Character Map Plus?

by Michael S. Kaplan, published on 2007/07/09 14:49 -04:00, original URI:

The other day when I wrote We've got a style of glyphs, yes we do; we've got a style of glyphs, how 'bout you?, regular reader Mihai commented:

...Character Map is not consistent.

Select "Angsana New" (or Arial, or "Lucida Sans" or whatever) and using "Character Set: Unicode" you will notice that only the glyphs that exist in the font are shown.

So I guess the expectancy is that Character Map does not do any font fallback/linking/substitution.

This is an excellent point; Character Map is really a tool that is built for the display of the fonts, not of the display of other font technologies.

Though as I think about it, wouldn't a Character Map Plus tool that did all of the fallback/linking/substitution and showed you what you could expect to actually GET if you asked for a given font be a really cool idea?

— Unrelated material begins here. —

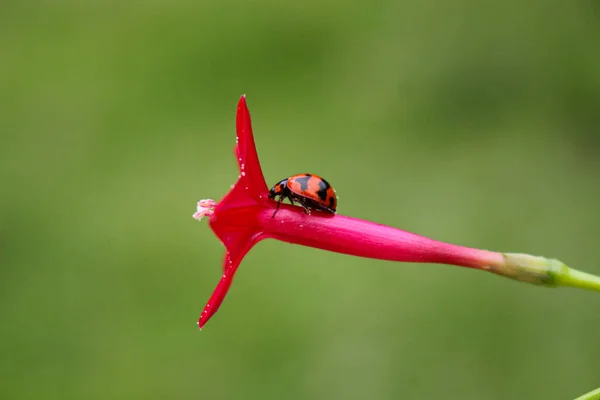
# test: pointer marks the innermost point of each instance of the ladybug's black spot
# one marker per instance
(322, 192)
(303, 182)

or maybe it could be an additional checkbox that would expand the view to this much wider one.

I imagine that I would use that one more often than I use the one that is there, to tell the truth.

Anyone else think this would be worth thinking about? :-)


This post brought to you by (U+0aa2, a.k.a. GUJARATI LETTER DDHA)

# Mike on 9 Jul 2007 5:15 PM:

I'm just stunned that after about 20 years of Windows releases, there isn't a standard system combo box for font selection that shows a WYSIWYG preview of the font appearance ... or if there is, why it isn't exposed anywhere useful in Vista.

And to be quite clear I'm not talking about anything that's only available to those with programmatic access to MSOx.DLL.

# Michael S. Kaplan on 9 Jul 2007 6:16 PM:

Hi Mike,

Yes, I have talked about this before in WYSIWYG font dropdowns; it is a decidely non-trivial and somewhat resource intensive problem....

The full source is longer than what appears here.